Recensione: The Killers - Pressure Machine (2021)

 THE KILLERS - Pressure Machine (2021)


Genere: Acustica

Influenze: Bruce Springsteen, Johnny Cash


Ho sempre considerato i Killers con diffidenza: esponenti di un indie-rock barocco e tronfio, con quelle sferzate synth-pop e le schitarrate da stadio non hanno mai convinto fino in fondo, barcamenandosi tra atmosfere esplosive post-punk ed una sfarzosa new-wave. Va invece dato atto a Brandon Flowers di essersi liberata dal proprio cliché pubblico ed avere condotto i suoi Killers ad una progressiva evoluzione qualitativa nel corso degli anni, spostando sempre più il loro sound verso una musica che sa di deserto e di frontiera, per raccontare non l’America della loro originaria Las Vegas, città dell’effimero e dell’inganno, ma quella più rurale ed ancestrale dall’umanità Faulkneriana.
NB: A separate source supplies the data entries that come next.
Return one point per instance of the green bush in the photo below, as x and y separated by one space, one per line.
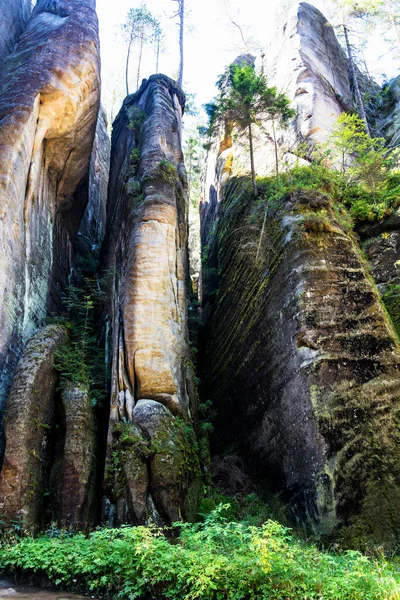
216 559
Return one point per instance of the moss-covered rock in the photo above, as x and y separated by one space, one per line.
29 429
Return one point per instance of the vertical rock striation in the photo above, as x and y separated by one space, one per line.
92 227
48 111
29 428
301 353
150 459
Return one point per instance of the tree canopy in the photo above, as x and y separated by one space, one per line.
246 100
142 28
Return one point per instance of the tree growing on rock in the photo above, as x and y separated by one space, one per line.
246 100
181 15
140 27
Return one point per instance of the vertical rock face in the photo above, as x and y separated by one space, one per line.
48 111
301 355
29 427
14 16
307 64
74 471
92 227
146 241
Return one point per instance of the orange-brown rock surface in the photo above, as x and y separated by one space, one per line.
48 110
147 250
14 17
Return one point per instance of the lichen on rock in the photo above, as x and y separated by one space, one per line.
146 240
301 351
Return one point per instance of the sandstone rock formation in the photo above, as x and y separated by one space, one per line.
74 471
29 428
302 357
152 381
309 66
47 123
14 17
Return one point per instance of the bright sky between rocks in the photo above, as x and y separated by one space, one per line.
212 41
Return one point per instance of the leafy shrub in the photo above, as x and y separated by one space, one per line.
216 559
82 361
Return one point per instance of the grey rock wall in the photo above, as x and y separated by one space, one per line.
48 111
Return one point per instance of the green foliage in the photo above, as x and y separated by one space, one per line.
216 559
142 28
391 300
193 154
82 361
246 100
167 172
370 186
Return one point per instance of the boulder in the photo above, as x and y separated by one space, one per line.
301 356
74 471
48 111
14 17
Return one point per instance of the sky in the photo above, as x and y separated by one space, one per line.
212 41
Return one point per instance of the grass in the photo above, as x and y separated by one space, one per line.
216 559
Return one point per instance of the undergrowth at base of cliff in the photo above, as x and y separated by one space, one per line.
215 559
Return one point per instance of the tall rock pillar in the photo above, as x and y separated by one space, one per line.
152 467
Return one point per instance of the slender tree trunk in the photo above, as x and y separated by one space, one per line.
139 63
253 172
276 148
355 81
157 54
127 68
181 30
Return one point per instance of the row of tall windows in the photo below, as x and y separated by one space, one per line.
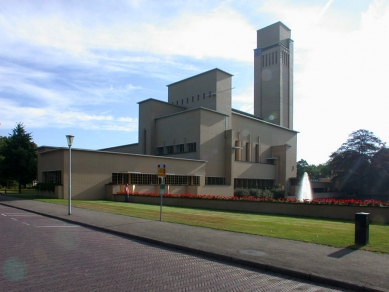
193 99
212 180
269 59
52 177
152 179
249 149
175 149
285 58
272 58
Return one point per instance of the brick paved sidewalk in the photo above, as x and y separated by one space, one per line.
350 269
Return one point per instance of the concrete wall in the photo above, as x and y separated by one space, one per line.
211 89
92 170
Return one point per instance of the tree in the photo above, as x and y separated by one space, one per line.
351 163
19 157
379 174
314 171
302 166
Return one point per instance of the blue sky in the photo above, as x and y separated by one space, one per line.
81 67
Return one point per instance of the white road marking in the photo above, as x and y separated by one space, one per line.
56 226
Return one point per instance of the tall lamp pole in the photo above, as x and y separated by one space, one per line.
69 139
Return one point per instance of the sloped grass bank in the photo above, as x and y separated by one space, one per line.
336 233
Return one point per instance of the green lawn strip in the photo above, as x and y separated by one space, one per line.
334 233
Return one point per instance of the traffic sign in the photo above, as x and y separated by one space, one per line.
161 170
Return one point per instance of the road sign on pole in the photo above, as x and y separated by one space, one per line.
161 170
162 175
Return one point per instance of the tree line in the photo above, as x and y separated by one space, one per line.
360 166
18 158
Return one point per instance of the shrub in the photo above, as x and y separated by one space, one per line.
267 194
278 193
241 193
255 193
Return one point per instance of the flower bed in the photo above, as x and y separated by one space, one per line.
318 201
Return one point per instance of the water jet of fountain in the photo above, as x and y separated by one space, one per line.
305 191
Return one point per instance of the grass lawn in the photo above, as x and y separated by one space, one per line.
334 233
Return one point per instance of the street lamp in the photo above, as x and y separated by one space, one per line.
69 139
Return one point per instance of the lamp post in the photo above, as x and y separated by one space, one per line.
69 139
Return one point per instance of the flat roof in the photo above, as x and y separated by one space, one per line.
216 69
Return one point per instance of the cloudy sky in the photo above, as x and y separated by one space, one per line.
80 67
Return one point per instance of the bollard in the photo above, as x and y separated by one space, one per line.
362 228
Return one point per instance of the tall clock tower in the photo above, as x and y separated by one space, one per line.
273 75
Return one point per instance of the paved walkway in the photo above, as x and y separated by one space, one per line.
346 268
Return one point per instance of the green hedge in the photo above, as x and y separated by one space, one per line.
275 193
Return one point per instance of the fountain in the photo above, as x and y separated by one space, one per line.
305 191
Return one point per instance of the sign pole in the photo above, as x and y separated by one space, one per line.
161 193
161 174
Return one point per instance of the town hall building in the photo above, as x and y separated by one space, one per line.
207 146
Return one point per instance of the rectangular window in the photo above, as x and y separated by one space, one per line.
52 177
170 149
177 180
212 180
195 180
143 179
119 178
192 147
180 148
159 150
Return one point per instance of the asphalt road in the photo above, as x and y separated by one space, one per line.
38 253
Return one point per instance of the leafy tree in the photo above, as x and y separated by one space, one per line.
302 166
18 154
351 163
314 171
379 174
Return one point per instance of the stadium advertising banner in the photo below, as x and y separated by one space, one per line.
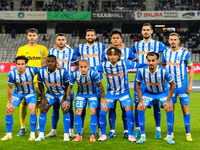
189 15
156 15
24 15
68 15
6 67
113 16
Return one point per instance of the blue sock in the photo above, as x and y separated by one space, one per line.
112 118
78 124
169 122
187 122
71 112
66 122
33 122
141 119
42 121
130 122
157 114
83 115
103 121
55 115
9 123
173 122
98 113
93 124
136 116
125 119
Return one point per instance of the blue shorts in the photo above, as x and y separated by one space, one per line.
17 98
125 100
98 91
142 86
183 96
154 98
53 98
81 99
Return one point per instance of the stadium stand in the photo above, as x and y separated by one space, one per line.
9 51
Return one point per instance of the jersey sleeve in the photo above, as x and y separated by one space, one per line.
188 59
133 49
10 78
76 53
45 53
73 79
99 68
139 76
96 77
162 47
131 55
163 57
39 78
168 76
66 77
131 64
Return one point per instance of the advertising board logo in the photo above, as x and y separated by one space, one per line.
21 15
139 14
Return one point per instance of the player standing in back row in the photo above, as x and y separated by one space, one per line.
92 52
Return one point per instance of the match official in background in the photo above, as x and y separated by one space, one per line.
36 54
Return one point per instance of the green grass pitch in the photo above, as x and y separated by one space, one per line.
114 143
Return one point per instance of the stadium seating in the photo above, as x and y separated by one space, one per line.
9 46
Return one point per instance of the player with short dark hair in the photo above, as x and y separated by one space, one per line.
22 77
56 82
116 73
155 78
37 55
176 60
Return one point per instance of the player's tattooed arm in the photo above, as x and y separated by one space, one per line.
9 93
69 91
44 99
104 101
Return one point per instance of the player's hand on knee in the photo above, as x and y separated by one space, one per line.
141 106
44 102
9 108
104 102
168 106
65 105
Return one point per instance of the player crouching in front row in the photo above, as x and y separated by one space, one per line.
22 77
86 79
56 82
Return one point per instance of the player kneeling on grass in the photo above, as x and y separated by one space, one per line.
155 78
22 77
116 72
56 82
86 79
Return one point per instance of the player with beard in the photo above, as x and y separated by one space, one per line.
92 52
37 55
176 61
141 49
64 58
127 54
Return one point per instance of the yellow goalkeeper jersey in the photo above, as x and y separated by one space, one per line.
35 55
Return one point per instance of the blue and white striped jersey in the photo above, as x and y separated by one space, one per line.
117 75
176 64
23 82
142 48
55 81
92 53
64 57
155 82
127 54
86 83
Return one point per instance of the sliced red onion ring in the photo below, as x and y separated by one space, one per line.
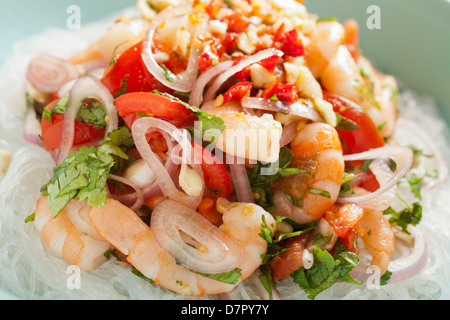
163 178
32 128
219 81
196 97
184 81
416 134
288 134
84 88
137 197
401 155
240 180
409 263
302 108
216 252
48 74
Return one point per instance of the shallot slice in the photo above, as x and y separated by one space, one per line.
48 74
220 80
241 182
401 155
139 128
183 81
301 108
210 250
196 97
84 88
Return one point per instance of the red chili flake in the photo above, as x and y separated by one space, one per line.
238 91
206 60
238 23
229 41
271 62
287 92
244 73
291 44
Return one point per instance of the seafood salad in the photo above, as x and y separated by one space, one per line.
228 149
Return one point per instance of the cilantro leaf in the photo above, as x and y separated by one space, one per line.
169 75
403 218
325 272
208 121
230 277
82 175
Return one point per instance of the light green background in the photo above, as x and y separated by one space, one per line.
413 43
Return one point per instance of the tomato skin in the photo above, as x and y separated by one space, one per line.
215 174
129 104
284 92
129 70
366 137
238 91
244 74
51 132
345 221
291 44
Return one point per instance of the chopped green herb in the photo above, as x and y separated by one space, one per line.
82 175
90 111
325 272
30 218
345 124
207 120
168 74
319 192
230 277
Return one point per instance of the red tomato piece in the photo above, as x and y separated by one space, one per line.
345 221
271 62
215 174
238 91
51 132
287 92
238 23
244 74
131 105
129 73
366 137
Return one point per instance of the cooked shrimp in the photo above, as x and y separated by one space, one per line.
63 237
318 150
378 237
359 82
247 136
125 230
325 40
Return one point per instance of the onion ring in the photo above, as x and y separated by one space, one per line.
300 108
261 55
185 80
219 252
402 156
48 74
85 87
139 128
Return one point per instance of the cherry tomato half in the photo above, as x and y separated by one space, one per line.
131 106
366 137
51 132
128 73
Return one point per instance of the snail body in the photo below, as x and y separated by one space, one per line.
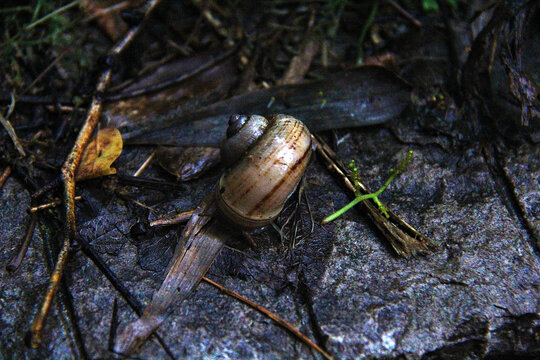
268 161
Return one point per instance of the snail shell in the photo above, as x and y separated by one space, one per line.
267 159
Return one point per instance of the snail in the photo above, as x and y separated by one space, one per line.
265 160
268 159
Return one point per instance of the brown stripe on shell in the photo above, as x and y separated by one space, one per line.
276 187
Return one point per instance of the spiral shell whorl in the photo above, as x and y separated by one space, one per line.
242 133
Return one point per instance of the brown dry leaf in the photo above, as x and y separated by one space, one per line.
100 153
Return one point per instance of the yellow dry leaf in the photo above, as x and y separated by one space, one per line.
100 153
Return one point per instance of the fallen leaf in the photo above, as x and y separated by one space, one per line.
100 153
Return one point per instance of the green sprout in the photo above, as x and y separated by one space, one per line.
402 165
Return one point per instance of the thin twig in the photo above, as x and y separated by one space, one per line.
272 316
68 176
48 205
9 128
18 258
173 220
145 164
404 13
405 239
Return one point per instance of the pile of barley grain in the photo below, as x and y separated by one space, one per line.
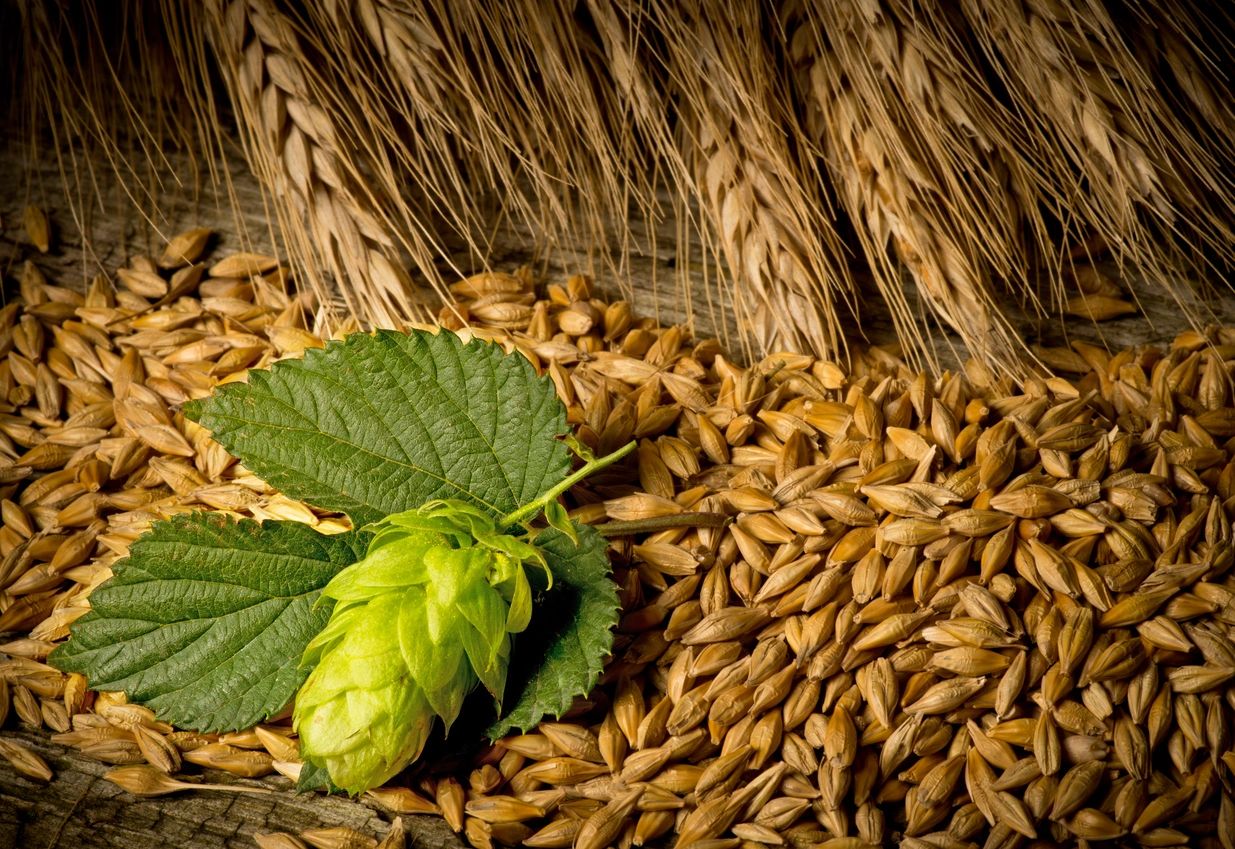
944 614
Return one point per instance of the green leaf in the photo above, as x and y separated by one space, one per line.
206 619
563 651
382 423
558 519
315 776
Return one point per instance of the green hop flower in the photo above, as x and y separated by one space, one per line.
416 624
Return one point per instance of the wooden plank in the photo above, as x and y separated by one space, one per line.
79 810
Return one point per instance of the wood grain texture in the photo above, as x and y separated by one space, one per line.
79 810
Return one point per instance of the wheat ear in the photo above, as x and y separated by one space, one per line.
768 216
322 202
1098 120
923 163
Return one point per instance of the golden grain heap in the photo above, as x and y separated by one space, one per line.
941 612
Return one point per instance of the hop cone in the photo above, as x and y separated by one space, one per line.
426 614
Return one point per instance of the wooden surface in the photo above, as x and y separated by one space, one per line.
78 810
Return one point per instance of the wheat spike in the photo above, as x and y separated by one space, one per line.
1094 114
753 176
329 211
920 158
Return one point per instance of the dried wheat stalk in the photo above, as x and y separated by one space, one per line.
752 174
1125 161
332 216
921 160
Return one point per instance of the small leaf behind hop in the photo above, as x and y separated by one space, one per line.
562 653
206 619
315 776
382 423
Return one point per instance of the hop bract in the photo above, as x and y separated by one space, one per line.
426 614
Questo disco in particolare sempre essere quanto Nebraska è stato per Springsteen (anche la copertina lo ricorda): un disco di anima e cuore, polveroso e rurale (ma non palloso, come si potrebbe pensare). In effetti, per fare un paragone, questo disco dovrebbe chiamarsi “Utah” essendo una sorta di concept in bianco e nero sullo stato in cui Brandon Flower ha passato la sua giovinezza. Quando la pandemia di Covid-19 ha interrotto la promozione e il tour mondiale per l’album del 2020 Imploding The Mirage, “tutto si è fermato”, dice Brandon Flowers. “Ed è stata la prima volta dopo tanto tempo che mi sono trovato di fronte al silenzio.  E da quel silenzio questo disco ha cominciato a fiorire”. 

In quest’anno di quarantene sicuramente il disco uscitone meglio.

Da ascoltare: Cody, Sleepwalker, In Another Life.